Helping Students Learn the Thinking Skills in the NGSS Crosscutting Themes

Join the presenters of this session as they consider ways to support deep learning of the NGSS crosscutting themes, starting with examples from EcoXPT, followed by group discussion and sharing of artifacts.


The crosscutting themes in the NGSS call for forms of thinking that often are contrary to everyday forms of thinking and are not familiar to most students, especially students from underrepresented populations. Within each theme, there are supporting skills and understandings that students must have in order to understand the broader theme. For example, to reason well about cause and effect, students need to know when to attempt to isolate and control for variables and when to look for interactions, multiple contributing causes, and indirect causes.
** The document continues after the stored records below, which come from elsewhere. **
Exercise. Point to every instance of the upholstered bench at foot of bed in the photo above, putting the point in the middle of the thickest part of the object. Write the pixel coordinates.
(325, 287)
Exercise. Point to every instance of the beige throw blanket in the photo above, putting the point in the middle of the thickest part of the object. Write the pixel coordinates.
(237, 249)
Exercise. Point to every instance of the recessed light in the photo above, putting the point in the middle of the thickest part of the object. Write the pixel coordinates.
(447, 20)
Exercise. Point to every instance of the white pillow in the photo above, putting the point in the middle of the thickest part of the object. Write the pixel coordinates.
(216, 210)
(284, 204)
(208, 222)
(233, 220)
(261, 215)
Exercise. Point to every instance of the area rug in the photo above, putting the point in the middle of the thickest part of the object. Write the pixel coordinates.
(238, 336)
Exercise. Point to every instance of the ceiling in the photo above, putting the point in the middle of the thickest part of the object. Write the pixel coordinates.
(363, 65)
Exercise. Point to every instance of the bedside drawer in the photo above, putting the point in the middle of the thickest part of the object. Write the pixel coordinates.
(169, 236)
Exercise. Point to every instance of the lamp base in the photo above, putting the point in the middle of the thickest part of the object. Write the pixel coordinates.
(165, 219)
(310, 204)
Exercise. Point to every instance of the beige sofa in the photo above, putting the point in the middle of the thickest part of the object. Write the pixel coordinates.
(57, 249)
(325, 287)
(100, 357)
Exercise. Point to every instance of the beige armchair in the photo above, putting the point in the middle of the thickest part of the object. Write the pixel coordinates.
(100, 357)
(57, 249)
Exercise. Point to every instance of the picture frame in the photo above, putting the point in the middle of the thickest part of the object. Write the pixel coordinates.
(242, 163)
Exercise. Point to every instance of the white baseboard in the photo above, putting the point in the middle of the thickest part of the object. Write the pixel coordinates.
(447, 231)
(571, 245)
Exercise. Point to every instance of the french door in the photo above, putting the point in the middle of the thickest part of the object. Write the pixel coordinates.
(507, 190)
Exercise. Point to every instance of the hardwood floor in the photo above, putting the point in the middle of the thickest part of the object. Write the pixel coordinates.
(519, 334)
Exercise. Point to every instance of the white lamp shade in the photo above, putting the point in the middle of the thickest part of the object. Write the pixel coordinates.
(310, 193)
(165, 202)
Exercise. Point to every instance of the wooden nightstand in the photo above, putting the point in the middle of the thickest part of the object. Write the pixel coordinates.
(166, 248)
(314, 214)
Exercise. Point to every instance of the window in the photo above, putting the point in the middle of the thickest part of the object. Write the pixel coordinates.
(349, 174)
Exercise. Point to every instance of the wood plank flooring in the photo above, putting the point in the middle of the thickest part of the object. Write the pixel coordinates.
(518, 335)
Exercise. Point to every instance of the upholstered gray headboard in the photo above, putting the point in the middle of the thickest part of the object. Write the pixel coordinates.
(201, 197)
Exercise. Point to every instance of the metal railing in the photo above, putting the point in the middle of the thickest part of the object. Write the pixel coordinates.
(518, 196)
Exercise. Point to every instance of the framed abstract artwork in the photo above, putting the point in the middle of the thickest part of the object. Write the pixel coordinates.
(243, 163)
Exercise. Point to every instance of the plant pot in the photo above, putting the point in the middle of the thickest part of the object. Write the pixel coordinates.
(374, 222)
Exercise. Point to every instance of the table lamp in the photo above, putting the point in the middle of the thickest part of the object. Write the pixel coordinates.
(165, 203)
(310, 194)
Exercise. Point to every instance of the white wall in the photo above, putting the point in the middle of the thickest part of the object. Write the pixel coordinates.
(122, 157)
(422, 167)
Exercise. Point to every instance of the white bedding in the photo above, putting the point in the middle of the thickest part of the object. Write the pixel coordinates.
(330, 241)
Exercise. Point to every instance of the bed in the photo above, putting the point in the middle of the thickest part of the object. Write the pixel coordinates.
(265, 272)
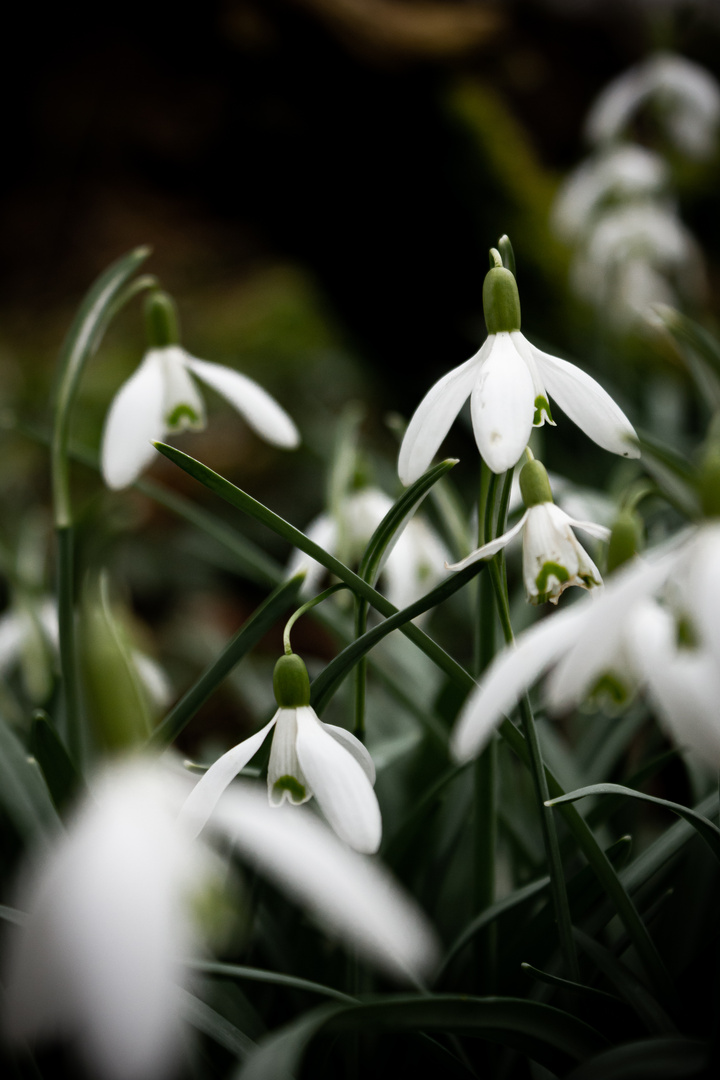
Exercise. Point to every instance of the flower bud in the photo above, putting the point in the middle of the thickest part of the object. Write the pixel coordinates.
(161, 321)
(534, 485)
(501, 301)
(290, 683)
(625, 538)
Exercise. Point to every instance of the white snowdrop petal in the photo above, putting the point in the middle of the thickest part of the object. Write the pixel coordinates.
(351, 896)
(510, 675)
(339, 783)
(432, 419)
(257, 407)
(502, 404)
(201, 801)
(587, 405)
(135, 419)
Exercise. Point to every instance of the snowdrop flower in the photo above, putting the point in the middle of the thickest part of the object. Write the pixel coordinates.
(685, 98)
(412, 566)
(654, 625)
(113, 915)
(616, 175)
(637, 256)
(510, 382)
(553, 559)
(161, 397)
(307, 758)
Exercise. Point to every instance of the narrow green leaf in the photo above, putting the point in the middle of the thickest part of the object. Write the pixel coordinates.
(396, 517)
(627, 985)
(64, 781)
(261, 620)
(669, 1058)
(274, 977)
(23, 792)
(709, 832)
(546, 1035)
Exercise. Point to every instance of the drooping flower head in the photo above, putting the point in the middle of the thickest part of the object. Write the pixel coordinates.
(510, 383)
(307, 758)
(161, 399)
(553, 559)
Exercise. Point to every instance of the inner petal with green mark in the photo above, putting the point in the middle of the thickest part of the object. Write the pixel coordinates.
(542, 405)
(293, 786)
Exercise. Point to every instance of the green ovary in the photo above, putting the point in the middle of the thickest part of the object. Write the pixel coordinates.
(181, 413)
(293, 786)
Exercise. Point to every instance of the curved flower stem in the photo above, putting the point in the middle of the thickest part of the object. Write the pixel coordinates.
(540, 781)
(307, 607)
(485, 784)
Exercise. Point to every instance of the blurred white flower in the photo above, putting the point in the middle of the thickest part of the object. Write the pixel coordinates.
(655, 625)
(614, 175)
(307, 758)
(510, 382)
(684, 98)
(161, 397)
(412, 565)
(113, 915)
(553, 558)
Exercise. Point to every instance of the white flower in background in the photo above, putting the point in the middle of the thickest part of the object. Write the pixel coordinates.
(614, 176)
(113, 915)
(553, 559)
(637, 256)
(654, 625)
(683, 96)
(412, 566)
(307, 758)
(510, 383)
(161, 397)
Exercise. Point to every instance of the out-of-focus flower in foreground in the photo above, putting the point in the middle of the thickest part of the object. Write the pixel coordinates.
(113, 914)
(654, 625)
(553, 559)
(510, 383)
(307, 758)
(683, 97)
(161, 397)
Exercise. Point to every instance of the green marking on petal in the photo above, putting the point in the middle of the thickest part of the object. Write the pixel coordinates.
(184, 416)
(551, 569)
(295, 788)
(685, 634)
(610, 687)
(542, 405)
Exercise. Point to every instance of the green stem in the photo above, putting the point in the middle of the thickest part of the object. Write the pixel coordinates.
(540, 782)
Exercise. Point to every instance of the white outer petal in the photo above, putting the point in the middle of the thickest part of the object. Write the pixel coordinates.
(683, 683)
(350, 896)
(510, 675)
(339, 783)
(434, 415)
(200, 804)
(354, 746)
(587, 404)
(502, 404)
(491, 548)
(135, 419)
(259, 409)
(601, 632)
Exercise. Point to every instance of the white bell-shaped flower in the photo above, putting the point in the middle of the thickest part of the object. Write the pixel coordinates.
(553, 558)
(510, 383)
(161, 399)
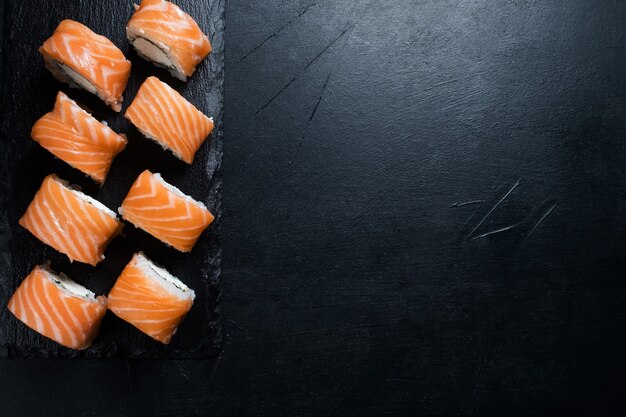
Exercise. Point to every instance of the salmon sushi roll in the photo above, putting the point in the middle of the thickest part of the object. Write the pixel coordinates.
(165, 212)
(162, 33)
(74, 136)
(163, 115)
(81, 58)
(71, 222)
(58, 308)
(150, 298)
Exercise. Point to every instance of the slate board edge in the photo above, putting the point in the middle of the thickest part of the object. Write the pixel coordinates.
(211, 270)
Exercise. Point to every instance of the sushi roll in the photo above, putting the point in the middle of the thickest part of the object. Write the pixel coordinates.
(76, 137)
(81, 58)
(150, 298)
(58, 308)
(165, 212)
(71, 222)
(162, 33)
(163, 115)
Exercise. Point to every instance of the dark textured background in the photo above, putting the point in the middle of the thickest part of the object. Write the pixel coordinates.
(423, 215)
(28, 92)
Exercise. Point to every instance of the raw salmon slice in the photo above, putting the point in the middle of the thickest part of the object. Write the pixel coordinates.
(71, 222)
(150, 298)
(163, 115)
(165, 35)
(73, 135)
(77, 56)
(58, 308)
(165, 212)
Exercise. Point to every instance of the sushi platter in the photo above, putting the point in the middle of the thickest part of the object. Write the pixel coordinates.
(111, 191)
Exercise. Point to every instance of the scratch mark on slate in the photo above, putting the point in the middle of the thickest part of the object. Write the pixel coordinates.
(328, 46)
(500, 200)
(541, 219)
(493, 232)
(320, 97)
(306, 9)
(466, 203)
(181, 370)
(304, 69)
(275, 95)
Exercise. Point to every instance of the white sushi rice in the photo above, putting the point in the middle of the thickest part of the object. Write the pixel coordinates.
(69, 76)
(155, 52)
(169, 282)
(66, 284)
(86, 198)
(176, 191)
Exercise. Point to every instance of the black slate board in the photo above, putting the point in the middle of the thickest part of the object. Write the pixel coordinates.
(28, 92)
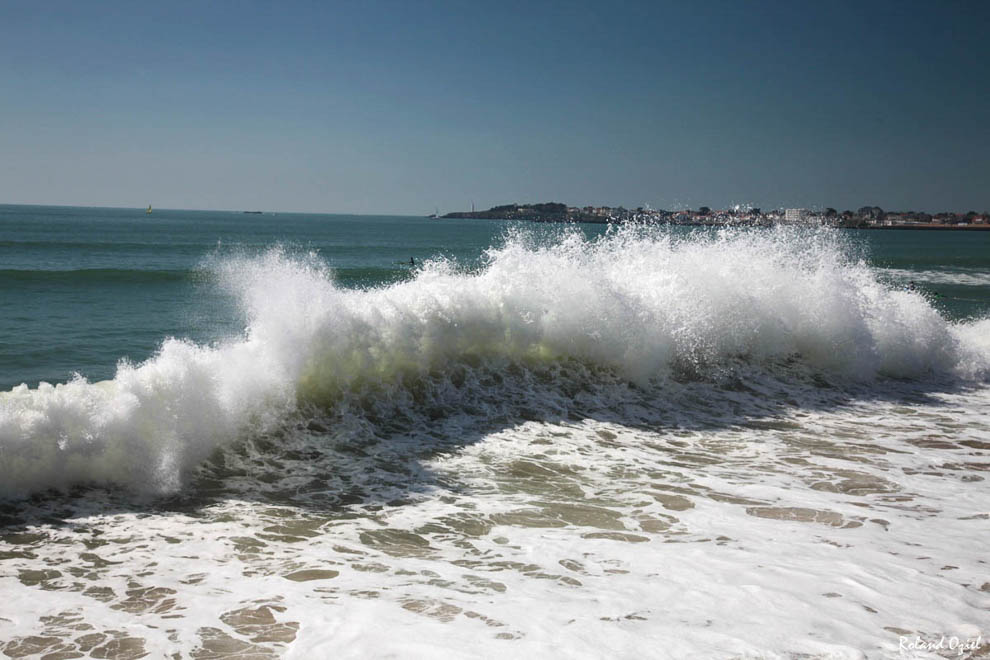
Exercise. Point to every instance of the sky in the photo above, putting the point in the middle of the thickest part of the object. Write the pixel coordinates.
(406, 107)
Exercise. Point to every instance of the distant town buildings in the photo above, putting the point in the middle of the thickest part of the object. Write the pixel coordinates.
(866, 217)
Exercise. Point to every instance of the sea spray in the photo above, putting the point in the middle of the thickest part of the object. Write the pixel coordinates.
(639, 303)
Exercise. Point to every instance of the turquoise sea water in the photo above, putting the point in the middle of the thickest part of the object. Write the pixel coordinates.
(85, 287)
(537, 441)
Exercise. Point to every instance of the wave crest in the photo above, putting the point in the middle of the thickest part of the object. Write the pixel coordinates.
(639, 302)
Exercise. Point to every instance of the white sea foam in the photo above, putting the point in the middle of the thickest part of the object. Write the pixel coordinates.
(639, 303)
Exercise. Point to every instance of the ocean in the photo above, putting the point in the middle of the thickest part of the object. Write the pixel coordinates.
(245, 435)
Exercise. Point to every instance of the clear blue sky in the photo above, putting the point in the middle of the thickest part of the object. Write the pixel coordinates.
(401, 107)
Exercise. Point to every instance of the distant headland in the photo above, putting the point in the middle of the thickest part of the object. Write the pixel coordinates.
(867, 217)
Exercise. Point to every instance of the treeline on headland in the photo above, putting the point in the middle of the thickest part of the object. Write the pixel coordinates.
(868, 217)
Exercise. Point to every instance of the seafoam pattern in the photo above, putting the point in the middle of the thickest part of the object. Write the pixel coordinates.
(716, 523)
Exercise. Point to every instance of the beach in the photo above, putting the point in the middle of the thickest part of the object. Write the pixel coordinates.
(580, 441)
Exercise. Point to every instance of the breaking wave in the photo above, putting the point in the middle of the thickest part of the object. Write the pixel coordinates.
(640, 304)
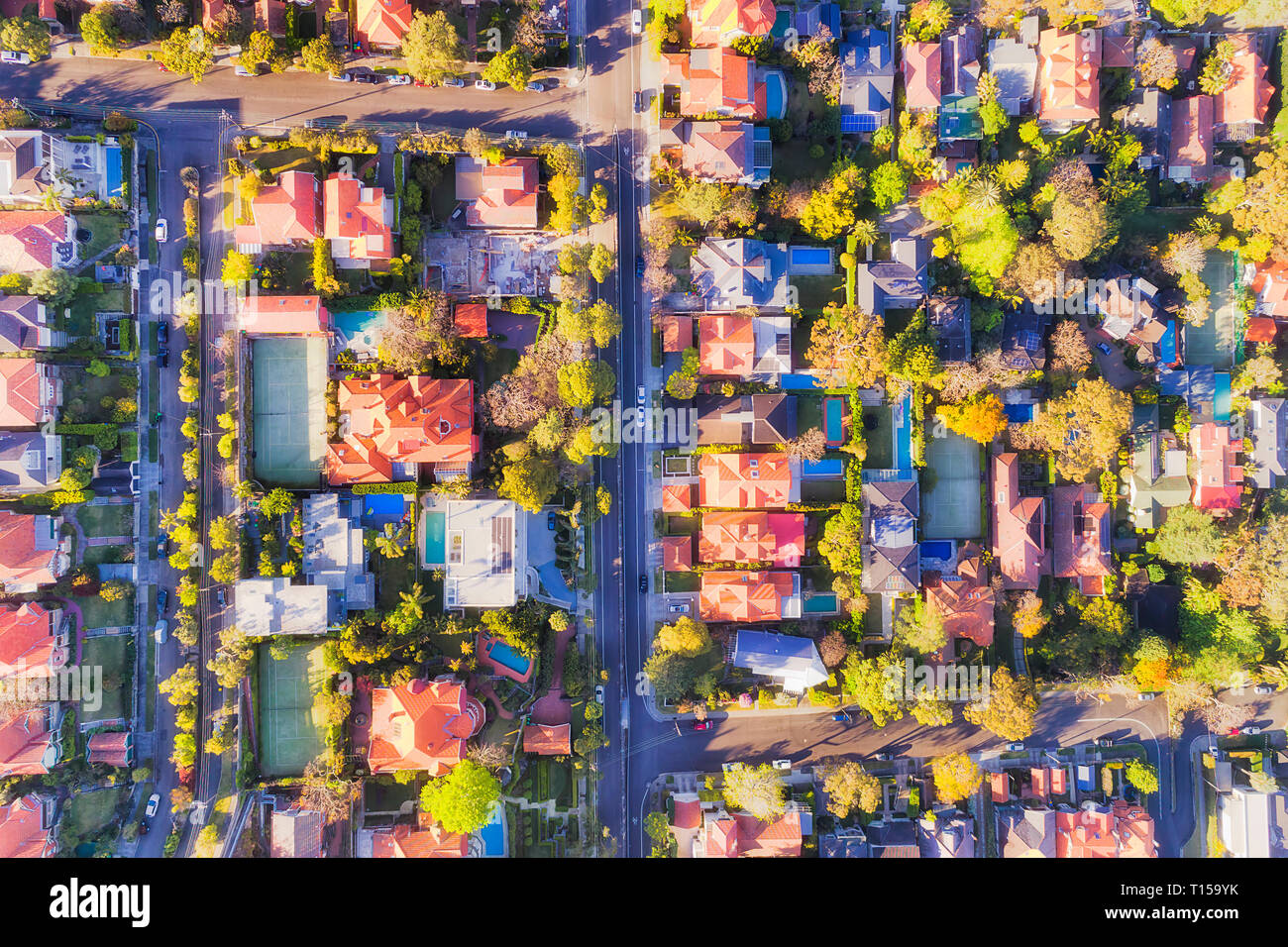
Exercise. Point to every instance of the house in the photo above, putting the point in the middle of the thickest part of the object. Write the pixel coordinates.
(286, 214)
(733, 273)
(1219, 484)
(949, 317)
(728, 151)
(30, 462)
(1149, 120)
(1240, 107)
(921, 78)
(747, 347)
(35, 240)
(1019, 538)
(283, 316)
(31, 552)
(747, 419)
(487, 553)
(421, 725)
(31, 741)
(1025, 832)
(498, 196)
(380, 25)
(274, 607)
(793, 663)
(719, 22)
(867, 80)
(1189, 155)
(948, 835)
(111, 749)
(746, 596)
(390, 425)
(890, 558)
(1267, 423)
(964, 600)
(719, 81)
(1016, 67)
(1252, 825)
(752, 536)
(1080, 526)
(359, 222)
(1068, 77)
(746, 480)
(35, 641)
(27, 827)
(335, 554)
(26, 325)
(296, 832)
There are also themes that one must understand in order to know how the themes come together (e.g., what one can learn from correlation under the theme of patterns and how that differs from causation under cause and effect).

This session includes a dispositional approach that includes the sensitivities, abilities, and inclinations that students need to enact the skills. For the first 15 minutes, the facilitator shares examples from the EcoXPT project, including a set of Thinking Moves posters and accompanying videos as well as illustrations from the virtual world in EcoXPT. Technological innovations make it possible to reveal the epistemological assumptions that scientists make and to offer a window into scientists’ thinking for students from underserved populations who may otherwise not have such models; EcoXPT offers examples of how technology can be recruited to do so.